# Best pump to use



## sharp101 (Jun 12, 2012)

I am building a pressure washer setup on a trailer. I currently have a new 4 x 8 trailer rated 3750lbs GVW and a new 13 hp engine. I want to use a direct connect pump for a 1 inch shaft on the motor. Looking for a 3.5 GPM pump or 4 GPM pump at about 4000 PSI. What would be a good pump to purchase. Found an AR 4000 pump on ebay with the unloader and chemical injector for $260 including shipping. I need an inexpensive 100 foot hose 3/8 reel for the pump and also a reel for the input hose. Any help would be appreciated. Thanks


----------



## tractornut (Sep 17, 2010)

not sure weather you are planning on new or used parts to build it but northern tool has lots of pressure washer parts and supplies also might want to check out grainger should be able to find anything you may need between those two


----------



## sharp101 (Jun 12, 2012)

I am just trying to figure out what brand of pump would be good to use.
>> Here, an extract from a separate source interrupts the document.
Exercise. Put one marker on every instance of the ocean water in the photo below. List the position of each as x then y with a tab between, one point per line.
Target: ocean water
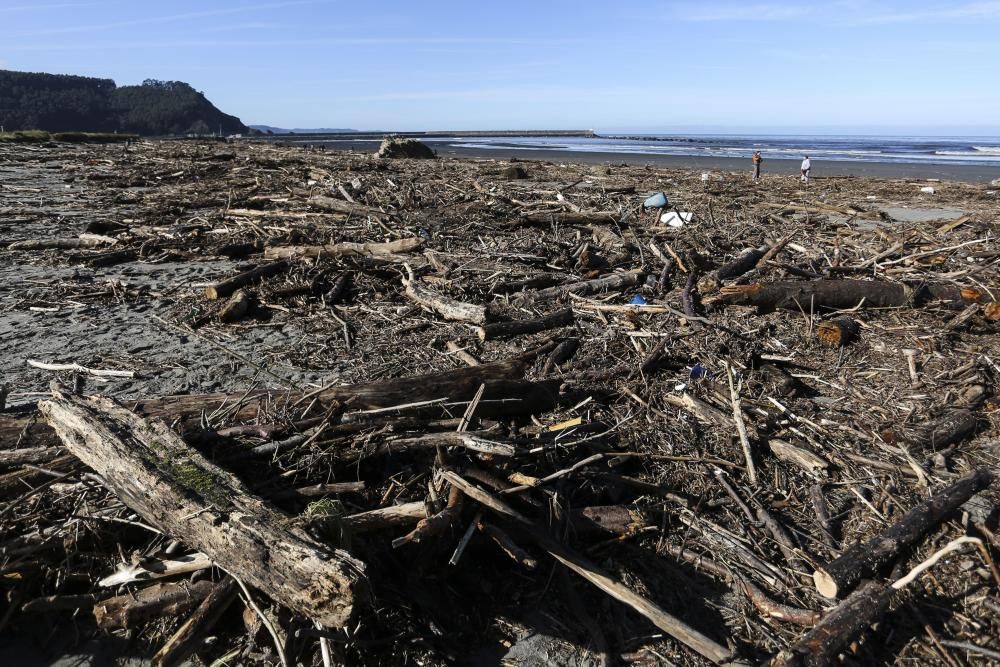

Am currently looking on ebay at annovi reverberi pumps (AR 4000). They seem to have plenty of vendors selling parts to rebuild if needed. I need to finish this project within 2 weeks. I have a good regular job to do at a national fast food restaurant.


----------



## tractornut (Sep 17, 2010)

I wish I could have been more help but I'm not real informed on pressure washer pumps about all I know is that you should make sure that whichever pump you buy is completely serviceable I know that many manufacturers sell pumps that are repairable and some that are not best I could say is to check customer reviews opn the pumps you are looking at and use the rerviews as a loose guide for your purchase don't just trust what the seller and manufacturer say about them


----------



## sharp101 (Jun 12, 2012)

Thanks, I appreciate your help and I will keep the forum informed how this project goes.


----------



## Rent-A-Husband (Dec 11, 2012)

I've been through enough AV direct drive pumps over the years to tell you that it may not be your best choice. General Pumps offer greater durability along with relatively inexpensive maintenance. Though Cat Pumps are the best on the market, servicing can get pricey. If there is any way to configure a belt-driven system, you should go that route because the lower RPMs required to run the pump equate to much longer pump life.


----------